DALAM era digital yang terus berkembang, negara-negara di dunia berlomba mengembangkan teknologi kecerdasan buatan (AI) untuk meningkatkan daya saing mereka. Amerika Serikat telah melahirkan ChatGPT, sementara China memiliki DeepSeek. Indonesia pun tidak boleh hanya menjadi pengguna teknologi, tetapi juga harus berperan aktif dalam pengembangannya.
Kesadaran akan pentingnya langkah ini disampaikan oleh Ketua Dewan Ekonomi Nasional, Luhut Binsar Pandjaitan. Dalam acara The Economic Insights 2025 yang berlangsung di Jakarta pada Rabu (19/2/2025), Luhut menyampaikan keinginannya agar Indonesia mulai membangun sistem AI sendiri yang dapat bersaing dengan ChatGPT dan DeepSeek.
“Orang membicarakan DeepSeek, kenapa kita tidak mulai mengkajinya? Tidak selalu mahal, harga bisa kita atur,” ujar Luhut.
Ia menegaskan bahwa Indonesia memiliki talenta digital yang cukup untuk mewujudkan teknologi ini. Beberapa aplikasi yang dikembangkan oleh tenaga ahli dalam negeri, seperti PeduliLindungi, Simbara, dan e-Katalog, menjadi bukti bahwa sumber daya Indonesia mampu menciptakan sistem digital yang canggih.
“Masa hanya China dan Amerika Serikat yang bisa?” tegasnya, menambahkan bahwa Indonesia seharusnya juga bisa bersaing di bidang ini.
Empat Pilar Digitalisasi Pemerintah
Sebagai bagian dari transformasi digital nasional, Dewan Ekonomi Nasional telah merancang empat pilar utama dalam pengembangan layanan digital pemerintah. Keempat pilar ini bertujuan untuk memanfaatkan teknologi dalam berbagai aspek ekonomi dan administrasi negara:
Pilar pertama, Optimalisasi Penerimaan Negara, yakni berfokus pada peningkatan penerimaan negara, baik dari pajak maupun Penerimaan Negara Bukan Pajak (PNBP). Pemerintah telah mengembangkan sistem digital seperti Coretax untuk pajak dan Simbara untuk PNBP guna memastikan transparansi dan efisiensi dalam pengelolaannya.

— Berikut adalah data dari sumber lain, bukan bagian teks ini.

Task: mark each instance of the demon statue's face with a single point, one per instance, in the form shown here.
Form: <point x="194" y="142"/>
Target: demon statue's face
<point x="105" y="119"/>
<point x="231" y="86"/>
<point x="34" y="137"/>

Pilar kedua, Efisiensi Belanja Negara. Pemerintah juga ingin memastikan bahwa pengeluaran negara lebih tepat sasaran dan efisien melalui sistem e-catalogue versi 6.0. Versi terbaru ini menghadirkan fitur seperti pengawasan real-time, integrasi antar kementerian dan lembaga, analisis kebutuhan otomatis, serta evaluasi vendor berbasis data untuk mencegah pemborosan anggaran.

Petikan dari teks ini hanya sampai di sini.